The actual volatility of a hedge fund can be much larger than its historical volatility because managers who trade illiquid assets tend to receive disproportionately large allocations according to mean variance theory.

Since the assets do not trade much, portfolio returns tend to have a large serial correlation on a MoM basis. The infrequent pricing = HFs may appear to demonstrate a smoother return curve. This lowers the calculated historical volatility.

It's dangerous to characterise a hedge fund purely by its historical mean, variance and correlation with other funds. Unfortunately, many FoFs already use mean variance optimisers to make asset allocation decisions and are reluctant to think outside the box for alternatives.

This is a good paper by MIT on 'An Econometric Model of Serial Correlation and Illiquidity In Hedge Fund Returns' for those interested in further reading.
http://web.mit.edu/mgetman/www/Files/Getmansky2003.pdf

"Now, maybe the author is over-dramatizing the point..."

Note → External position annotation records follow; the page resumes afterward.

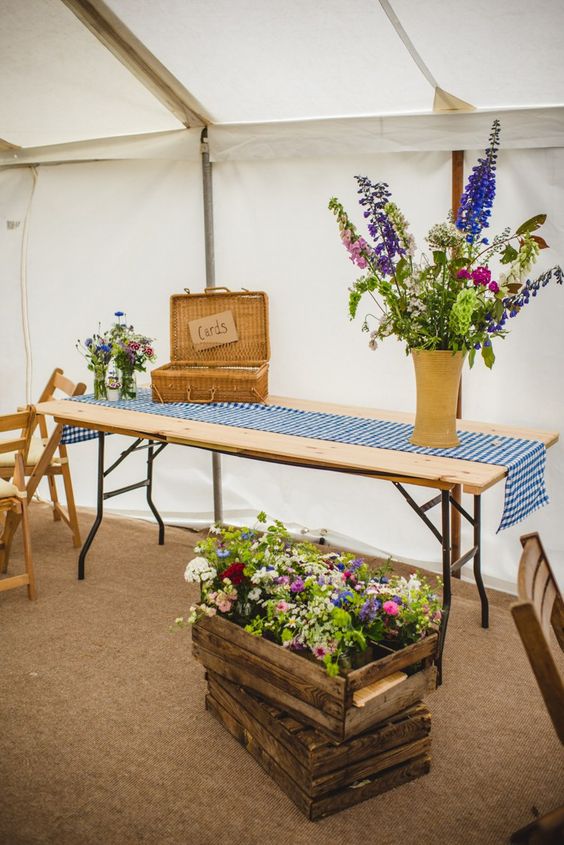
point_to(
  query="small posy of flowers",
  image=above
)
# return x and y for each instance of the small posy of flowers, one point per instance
(97, 350)
(327, 606)
(453, 298)
(130, 350)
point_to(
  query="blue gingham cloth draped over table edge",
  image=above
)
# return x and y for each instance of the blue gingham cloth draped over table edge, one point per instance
(525, 460)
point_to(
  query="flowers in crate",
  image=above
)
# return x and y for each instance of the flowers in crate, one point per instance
(329, 607)
(462, 295)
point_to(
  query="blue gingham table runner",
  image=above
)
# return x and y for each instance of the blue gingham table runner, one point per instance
(525, 460)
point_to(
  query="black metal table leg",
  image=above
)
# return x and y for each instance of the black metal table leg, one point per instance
(447, 593)
(156, 514)
(147, 483)
(477, 562)
(99, 507)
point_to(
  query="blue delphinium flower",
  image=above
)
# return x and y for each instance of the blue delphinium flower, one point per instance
(477, 200)
(369, 609)
(342, 598)
(355, 564)
(387, 245)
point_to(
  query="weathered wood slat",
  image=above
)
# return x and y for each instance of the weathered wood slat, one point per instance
(317, 806)
(366, 694)
(330, 725)
(298, 666)
(407, 726)
(251, 667)
(303, 688)
(385, 666)
(313, 751)
(390, 779)
(398, 698)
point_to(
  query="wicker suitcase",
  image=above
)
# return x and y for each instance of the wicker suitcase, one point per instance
(235, 371)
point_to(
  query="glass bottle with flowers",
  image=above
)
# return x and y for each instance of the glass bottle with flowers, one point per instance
(98, 351)
(131, 351)
(446, 305)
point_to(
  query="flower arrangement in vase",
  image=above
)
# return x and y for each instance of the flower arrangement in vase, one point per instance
(126, 350)
(130, 352)
(325, 606)
(98, 352)
(448, 304)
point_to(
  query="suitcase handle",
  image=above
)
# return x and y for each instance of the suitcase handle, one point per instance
(200, 401)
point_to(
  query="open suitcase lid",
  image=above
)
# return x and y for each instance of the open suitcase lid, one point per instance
(202, 318)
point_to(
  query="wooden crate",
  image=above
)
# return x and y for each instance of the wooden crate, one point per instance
(340, 707)
(322, 777)
(233, 372)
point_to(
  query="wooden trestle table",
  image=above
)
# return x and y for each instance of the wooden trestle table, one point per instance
(399, 468)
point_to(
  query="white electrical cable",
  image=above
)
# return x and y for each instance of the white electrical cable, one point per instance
(23, 291)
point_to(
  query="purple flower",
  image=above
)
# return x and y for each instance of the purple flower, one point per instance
(356, 564)
(387, 245)
(481, 276)
(297, 586)
(369, 609)
(342, 598)
(477, 200)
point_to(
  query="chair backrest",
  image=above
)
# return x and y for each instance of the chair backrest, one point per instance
(24, 422)
(539, 608)
(58, 381)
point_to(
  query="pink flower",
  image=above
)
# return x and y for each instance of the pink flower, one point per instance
(481, 276)
(391, 608)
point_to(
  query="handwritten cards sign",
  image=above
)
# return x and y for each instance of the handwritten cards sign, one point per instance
(215, 330)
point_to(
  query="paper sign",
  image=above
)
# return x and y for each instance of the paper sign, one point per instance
(215, 330)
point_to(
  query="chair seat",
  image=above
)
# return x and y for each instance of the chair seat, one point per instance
(8, 489)
(8, 459)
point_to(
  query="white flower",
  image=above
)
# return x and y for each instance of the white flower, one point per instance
(198, 570)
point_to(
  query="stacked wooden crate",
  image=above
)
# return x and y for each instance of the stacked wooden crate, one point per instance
(329, 743)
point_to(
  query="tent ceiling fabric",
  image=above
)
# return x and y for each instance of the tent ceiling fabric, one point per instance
(59, 84)
(309, 59)
(281, 77)
(259, 60)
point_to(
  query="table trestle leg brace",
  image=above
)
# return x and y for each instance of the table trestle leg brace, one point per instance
(446, 499)
(152, 452)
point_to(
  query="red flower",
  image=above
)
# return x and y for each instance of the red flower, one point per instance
(234, 573)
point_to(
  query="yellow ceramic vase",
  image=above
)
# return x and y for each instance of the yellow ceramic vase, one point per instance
(437, 378)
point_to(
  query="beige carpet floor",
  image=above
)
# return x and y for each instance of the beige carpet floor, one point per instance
(104, 737)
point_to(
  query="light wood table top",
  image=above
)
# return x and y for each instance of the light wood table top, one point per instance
(425, 470)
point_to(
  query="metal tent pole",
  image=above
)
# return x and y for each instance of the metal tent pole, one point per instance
(210, 282)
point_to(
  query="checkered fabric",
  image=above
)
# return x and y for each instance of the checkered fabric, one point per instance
(524, 459)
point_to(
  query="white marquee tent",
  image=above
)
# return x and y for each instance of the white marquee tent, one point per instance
(101, 208)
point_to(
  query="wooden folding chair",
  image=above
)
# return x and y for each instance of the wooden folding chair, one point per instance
(540, 608)
(37, 466)
(13, 496)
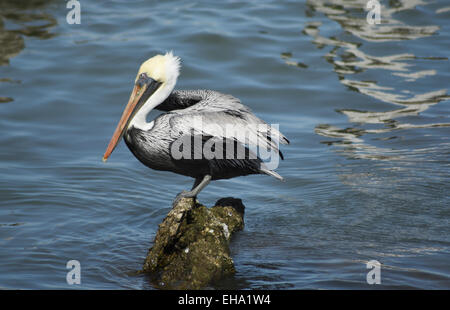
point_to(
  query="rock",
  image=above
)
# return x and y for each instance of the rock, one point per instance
(191, 247)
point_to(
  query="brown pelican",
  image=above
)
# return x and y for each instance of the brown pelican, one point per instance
(152, 142)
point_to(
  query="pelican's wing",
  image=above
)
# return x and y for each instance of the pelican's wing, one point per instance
(223, 116)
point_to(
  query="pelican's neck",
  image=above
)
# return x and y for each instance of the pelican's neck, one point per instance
(158, 97)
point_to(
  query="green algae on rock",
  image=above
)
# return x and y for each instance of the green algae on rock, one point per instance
(191, 247)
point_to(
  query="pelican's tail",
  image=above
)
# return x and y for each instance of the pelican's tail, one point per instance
(272, 173)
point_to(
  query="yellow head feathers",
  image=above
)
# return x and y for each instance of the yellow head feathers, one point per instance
(161, 68)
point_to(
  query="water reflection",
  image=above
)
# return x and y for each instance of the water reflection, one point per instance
(349, 57)
(24, 18)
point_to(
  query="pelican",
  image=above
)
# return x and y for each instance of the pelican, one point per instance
(152, 142)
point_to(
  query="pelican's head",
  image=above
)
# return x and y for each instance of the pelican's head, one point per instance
(154, 82)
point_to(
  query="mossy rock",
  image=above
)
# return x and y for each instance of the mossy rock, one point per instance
(191, 247)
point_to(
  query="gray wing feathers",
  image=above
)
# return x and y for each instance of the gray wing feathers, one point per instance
(221, 115)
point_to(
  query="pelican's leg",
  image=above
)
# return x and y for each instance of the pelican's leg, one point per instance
(199, 184)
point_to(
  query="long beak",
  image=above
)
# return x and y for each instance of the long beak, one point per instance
(142, 90)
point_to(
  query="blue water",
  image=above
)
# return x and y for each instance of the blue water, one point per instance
(366, 109)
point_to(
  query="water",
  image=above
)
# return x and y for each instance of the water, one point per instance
(365, 108)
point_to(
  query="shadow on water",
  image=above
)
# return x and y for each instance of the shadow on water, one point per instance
(353, 65)
(18, 19)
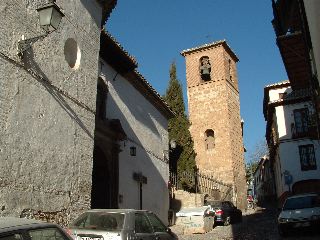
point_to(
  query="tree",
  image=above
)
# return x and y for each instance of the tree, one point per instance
(178, 126)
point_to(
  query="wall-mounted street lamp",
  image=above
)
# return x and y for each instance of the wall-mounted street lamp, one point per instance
(50, 16)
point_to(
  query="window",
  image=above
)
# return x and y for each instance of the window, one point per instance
(158, 226)
(301, 120)
(230, 70)
(142, 224)
(282, 95)
(307, 157)
(205, 68)
(101, 102)
(209, 139)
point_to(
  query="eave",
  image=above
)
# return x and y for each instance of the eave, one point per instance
(107, 7)
(294, 53)
(211, 45)
(144, 87)
(113, 53)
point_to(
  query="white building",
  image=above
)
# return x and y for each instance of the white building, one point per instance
(143, 115)
(291, 135)
(264, 187)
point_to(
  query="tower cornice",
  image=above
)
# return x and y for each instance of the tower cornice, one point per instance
(211, 45)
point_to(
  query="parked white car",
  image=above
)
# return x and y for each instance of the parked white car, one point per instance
(299, 211)
(119, 224)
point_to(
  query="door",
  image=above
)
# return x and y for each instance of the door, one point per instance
(143, 228)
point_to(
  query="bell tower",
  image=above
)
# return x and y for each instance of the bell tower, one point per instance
(214, 113)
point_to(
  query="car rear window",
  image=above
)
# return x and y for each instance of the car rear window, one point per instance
(214, 203)
(301, 202)
(99, 221)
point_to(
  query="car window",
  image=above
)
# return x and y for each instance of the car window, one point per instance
(100, 221)
(11, 237)
(156, 223)
(214, 203)
(142, 224)
(47, 234)
(301, 202)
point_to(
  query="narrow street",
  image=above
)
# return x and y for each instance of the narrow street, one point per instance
(256, 224)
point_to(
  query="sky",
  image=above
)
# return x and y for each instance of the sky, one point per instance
(155, 32)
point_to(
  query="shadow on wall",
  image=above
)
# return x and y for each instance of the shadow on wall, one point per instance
(33, 67)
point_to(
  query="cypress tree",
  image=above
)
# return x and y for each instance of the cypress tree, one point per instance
(178, 127)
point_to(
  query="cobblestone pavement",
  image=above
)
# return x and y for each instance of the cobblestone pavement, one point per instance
(256, 224)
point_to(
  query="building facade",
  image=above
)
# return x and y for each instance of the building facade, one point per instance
(292, 139)
(143, 163)
(47, 109)
(263, 179)
(214, 113)
(296, 25)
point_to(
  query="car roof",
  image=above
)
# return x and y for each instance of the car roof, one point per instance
(116, 210)
(303, 195)
(13, 223)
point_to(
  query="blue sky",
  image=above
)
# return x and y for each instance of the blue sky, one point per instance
(155, 32)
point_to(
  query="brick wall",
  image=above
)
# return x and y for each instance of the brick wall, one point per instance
(215, 105)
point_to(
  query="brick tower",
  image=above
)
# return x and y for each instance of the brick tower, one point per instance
(214, 113)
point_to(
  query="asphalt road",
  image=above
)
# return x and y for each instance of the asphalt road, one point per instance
(260, 224)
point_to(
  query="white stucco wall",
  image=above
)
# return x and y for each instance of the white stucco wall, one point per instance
(290, 160)
(288, 157)
(274, 93)
(312, 11)
(146, 129)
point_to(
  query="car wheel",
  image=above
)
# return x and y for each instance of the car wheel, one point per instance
(227, 221)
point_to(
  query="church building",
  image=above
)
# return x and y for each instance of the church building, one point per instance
(214, 113)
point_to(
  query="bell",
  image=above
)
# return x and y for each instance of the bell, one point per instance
(205, 71)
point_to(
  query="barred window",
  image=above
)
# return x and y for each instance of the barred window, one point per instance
(301, 120)
(307, 157)
(209, 139)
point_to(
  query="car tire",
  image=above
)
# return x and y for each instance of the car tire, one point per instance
(227, 221)
(282, 232)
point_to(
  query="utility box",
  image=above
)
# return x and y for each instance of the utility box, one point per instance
(195, 220)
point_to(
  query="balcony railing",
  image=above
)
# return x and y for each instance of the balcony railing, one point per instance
(309, 131)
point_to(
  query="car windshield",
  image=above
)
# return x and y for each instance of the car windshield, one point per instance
(100, 221)
(301, 202)
(214, 203)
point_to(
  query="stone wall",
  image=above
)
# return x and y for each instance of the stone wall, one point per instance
(47, 109)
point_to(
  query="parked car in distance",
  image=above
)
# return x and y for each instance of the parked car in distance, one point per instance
(21, 228)
(119, 224)
(298, 212)
(224, 212)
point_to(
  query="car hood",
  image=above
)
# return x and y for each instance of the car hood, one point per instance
(300, 213)
(194, 211)
(83, 234)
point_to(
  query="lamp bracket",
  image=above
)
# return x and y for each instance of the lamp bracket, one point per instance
(25, 44)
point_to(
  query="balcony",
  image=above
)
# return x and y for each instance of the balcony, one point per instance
(309, 131)
(293, 41)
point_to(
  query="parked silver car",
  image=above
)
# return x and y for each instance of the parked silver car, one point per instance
(119, 224)
(20, 228)
(299, 211)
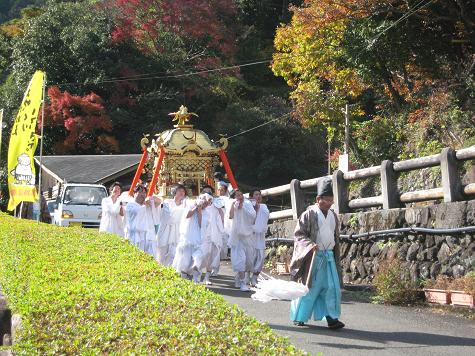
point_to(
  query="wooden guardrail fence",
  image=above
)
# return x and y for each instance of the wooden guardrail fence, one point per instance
(452, 189)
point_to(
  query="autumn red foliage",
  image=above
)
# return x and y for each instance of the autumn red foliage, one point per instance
(146, 21)
(84, 119)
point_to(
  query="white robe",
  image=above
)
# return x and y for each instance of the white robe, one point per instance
(227, 202)
(240, 239)
(136, 224)
(111, 221)
(212, 234)
(169, 231)
(152, 219)
(259, 238)
(188, 252)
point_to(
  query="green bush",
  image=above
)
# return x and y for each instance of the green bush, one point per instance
(393, 285)
(79, 291)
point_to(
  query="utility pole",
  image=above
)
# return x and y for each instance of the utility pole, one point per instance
(343, 160)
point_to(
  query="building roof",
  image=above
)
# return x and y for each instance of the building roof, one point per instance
(89, 168)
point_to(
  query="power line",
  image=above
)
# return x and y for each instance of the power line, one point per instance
(258, 126)
(150, 76)
(410, 12)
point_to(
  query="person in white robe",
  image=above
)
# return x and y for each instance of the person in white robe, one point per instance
(170, 219)
(259, 234)
(153, 207)
(189, 255)
(112, 211)
(212, 236)
(243, 215)
(136, 218)
(223, 200)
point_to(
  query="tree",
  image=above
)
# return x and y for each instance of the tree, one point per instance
(388, 58)
(81, 121)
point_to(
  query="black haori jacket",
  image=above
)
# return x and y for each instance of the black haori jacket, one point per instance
(305, 237)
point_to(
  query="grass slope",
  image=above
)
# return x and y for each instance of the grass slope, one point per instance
(79, 291)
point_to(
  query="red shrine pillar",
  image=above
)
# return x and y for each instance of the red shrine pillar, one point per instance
(139, 171)
(156, 173)
(227, 168)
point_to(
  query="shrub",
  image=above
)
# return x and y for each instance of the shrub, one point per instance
(466, 283)
(80, 291)
(441, 282)
(393, 284)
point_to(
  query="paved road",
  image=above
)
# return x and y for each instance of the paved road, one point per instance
(370, 329)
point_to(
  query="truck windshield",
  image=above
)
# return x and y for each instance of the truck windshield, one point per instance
(84, 195)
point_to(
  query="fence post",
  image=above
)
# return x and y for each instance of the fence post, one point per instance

FWIW, I don't think he is. Volatile assets (that rarely trade) can get reported asset values hugely out of whack with their true "fair value" very quickly. Also, even though the investors in these funds are "sophisticated", they still receive audited statements in the mail saying these values are "fair value" - that's a lawsuit waiting to happen, for sure.

Consider, also, illiquid assets for which trading prices ARE available on a daily basis. I'm referring to restricted securities issued in PIPEs. This a huge market (DTCC claims 1.2 trillion in restricted securities outstanding) and there are probably 200 hedge funds that invest in PIPEs, minimum.

The issuers of these securities are tiny little microcaps (or what do we call the segment at the very bottom of the microcap market: nanocaps?) - so they're HUGELY volatile.

Also, the market evidence is that buyers of restricted securities want steeper haircuts when the volatility increases or at lower stock prices. Most HF managers, on the other hand, use some kind of internally generated "model" to value their restricted shares, warrants, or convertibles. (Think 30% across-the-board haircuts or something like that). This automatically dampens vol#s and - if prices head down - badly overvalues the portfolios.